The campaign theme is built around MLC’s ‘building a nest egg’ logo, which, according to Graham, has been “heavily utilised in our print material to date but rarely on television as a strategic device”.

However, the nest egg theme is abandoned in the case of a 30-second ‘advice’ ad that trumpets the transparency of MLC fees and services across its advice networks.

The ad shows a financial planner in his office actually demonstrating this transparency to a client through the use of a fees and charges graph and a growth chart.

“It makes it very clear that the only interests that are at play at MLC and its dealer group licensees are the interests of our customers,” Graham said

The advice ad also tackles a key campaign research finding that consumers believe players in the financial services category “really don’t have their interests at heart”, he said.

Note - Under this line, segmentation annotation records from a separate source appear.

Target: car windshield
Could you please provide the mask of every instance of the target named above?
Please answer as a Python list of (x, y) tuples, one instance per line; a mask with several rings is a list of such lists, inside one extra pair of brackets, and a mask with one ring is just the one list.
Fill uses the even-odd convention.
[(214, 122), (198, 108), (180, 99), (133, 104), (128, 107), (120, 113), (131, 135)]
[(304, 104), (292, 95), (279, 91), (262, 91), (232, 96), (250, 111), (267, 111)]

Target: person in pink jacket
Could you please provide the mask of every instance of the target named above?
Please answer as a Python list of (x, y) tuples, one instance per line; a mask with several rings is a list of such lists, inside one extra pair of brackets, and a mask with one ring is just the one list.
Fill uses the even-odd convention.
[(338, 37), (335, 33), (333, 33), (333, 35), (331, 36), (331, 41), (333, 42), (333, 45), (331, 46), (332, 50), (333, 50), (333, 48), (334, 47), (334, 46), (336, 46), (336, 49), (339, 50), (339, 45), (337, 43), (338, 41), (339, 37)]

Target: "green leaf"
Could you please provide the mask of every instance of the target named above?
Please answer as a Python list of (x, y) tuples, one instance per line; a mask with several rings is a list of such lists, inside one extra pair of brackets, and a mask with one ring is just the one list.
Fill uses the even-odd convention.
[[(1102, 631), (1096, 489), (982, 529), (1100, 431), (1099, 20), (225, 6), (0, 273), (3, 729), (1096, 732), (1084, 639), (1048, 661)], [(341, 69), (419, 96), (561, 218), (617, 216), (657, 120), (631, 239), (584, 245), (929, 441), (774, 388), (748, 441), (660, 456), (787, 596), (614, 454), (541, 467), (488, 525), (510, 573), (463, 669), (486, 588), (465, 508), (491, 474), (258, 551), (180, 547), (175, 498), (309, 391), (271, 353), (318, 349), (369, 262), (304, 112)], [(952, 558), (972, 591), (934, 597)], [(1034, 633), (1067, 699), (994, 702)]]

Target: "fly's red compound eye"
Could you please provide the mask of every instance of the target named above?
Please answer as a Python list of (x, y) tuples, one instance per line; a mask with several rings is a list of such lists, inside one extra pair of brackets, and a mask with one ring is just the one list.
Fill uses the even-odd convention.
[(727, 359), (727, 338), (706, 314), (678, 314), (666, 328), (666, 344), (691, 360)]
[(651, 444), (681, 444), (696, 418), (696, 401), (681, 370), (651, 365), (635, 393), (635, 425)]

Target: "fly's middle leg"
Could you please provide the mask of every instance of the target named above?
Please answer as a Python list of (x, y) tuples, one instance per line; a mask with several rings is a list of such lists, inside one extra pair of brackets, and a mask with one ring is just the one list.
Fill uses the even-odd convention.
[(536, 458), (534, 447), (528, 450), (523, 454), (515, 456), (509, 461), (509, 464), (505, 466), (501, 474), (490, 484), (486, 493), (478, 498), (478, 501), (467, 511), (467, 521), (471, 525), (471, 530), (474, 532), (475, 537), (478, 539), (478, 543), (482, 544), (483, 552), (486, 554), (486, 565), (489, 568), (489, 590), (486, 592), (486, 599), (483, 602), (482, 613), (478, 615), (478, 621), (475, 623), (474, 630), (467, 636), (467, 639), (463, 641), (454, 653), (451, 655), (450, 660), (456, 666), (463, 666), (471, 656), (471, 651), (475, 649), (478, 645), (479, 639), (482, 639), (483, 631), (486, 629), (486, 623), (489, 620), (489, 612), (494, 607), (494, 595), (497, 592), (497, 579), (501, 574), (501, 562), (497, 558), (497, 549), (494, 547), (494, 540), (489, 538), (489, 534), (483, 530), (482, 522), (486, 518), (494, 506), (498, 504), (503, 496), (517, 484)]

“Rather, there’s a sense that the players’ own interests and those of their intermediaries, such as financial planners and fund managers, come first, and the client second.

“Another key consumer concern is that their money is being managed in a somewhat passive fashion using indexing and hedging, rather than being actively overseen.”

The advice ad and the campaign as a whole have very real “implications and benefits” for MLC financial planners, who, according to Graham, have overwhelmingly registered their support for both in campaign testing.

“We believe the campaign will make the dialogue between the adviser and their clients more straightforward by ensuring the MLC brand is top-of-mind among consumers.

“After all, it’s very difficult for a planner to engage in a discussion with a consumer about a product recommendation if that brand is not known and understood by the consumer.”